News
China factory index at 19 month low as holiday slows work
HONG KONG — China’s manufacturing activity weakened to its lowest level in more than a year and a half as the extended Lunar New Year holiday curtailed production.
The official purchasing managers’ index released Wednesday slipped to 50.3 in February from 51.3 in the previous month, its biggest drop in nearly six years.
The last time the index was lower was in July 2016. It has now fallen for the third straight month though it remains just above the 50-point mark signifying expansion on the index’s 100-point scale.
Output and new orders grew at a slower pace for the month while new export orders weakened further, contracting for the second straight month, according the report’s sub-indexes.
The China Federation of Logistics & Purchasing’s PMI is a widely watched early indicator of health in the vital manufacturing sector, which employs many millions of workers and is a key component of China’s economy, the world’s second biggest.
The Lunar New Year tends to distort readings because the holiday falls at different times in the first two months of the year. Factories usually stock up on raw materials and scramble to fill orders before shutting for a weeklong break, which this year began in mid-February.
“The time around the festival is traditionally a slow business season. Enterprises generally stop work to reduce production and market activity weakens,” said senior statistician Zhao Qinghe of the National Bureau of Statistics, which released the data on its website.
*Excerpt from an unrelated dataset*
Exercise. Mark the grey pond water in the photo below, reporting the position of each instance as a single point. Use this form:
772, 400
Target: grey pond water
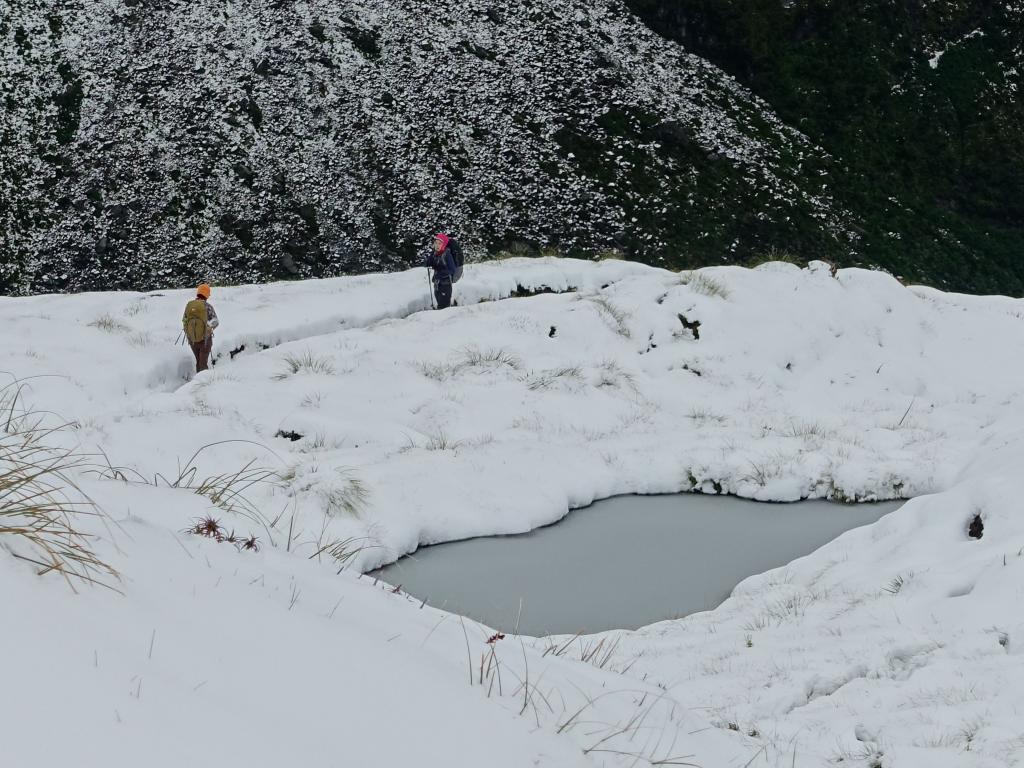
622, 563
But because the drop was so big, economists suspected other factors were also involved. Beijing’s intensive anti-pollution campaign likely “played an important role in dampening the headline numbers on top of the holiday effect,” ANZ Bank’s China Economist Betty Wang said.
A separate report showed activity also cooled in China’s services sector for the first time in four months. The non-manufacturing purchasing managers’ index slipped to 54.4 in February from 55.3 in January.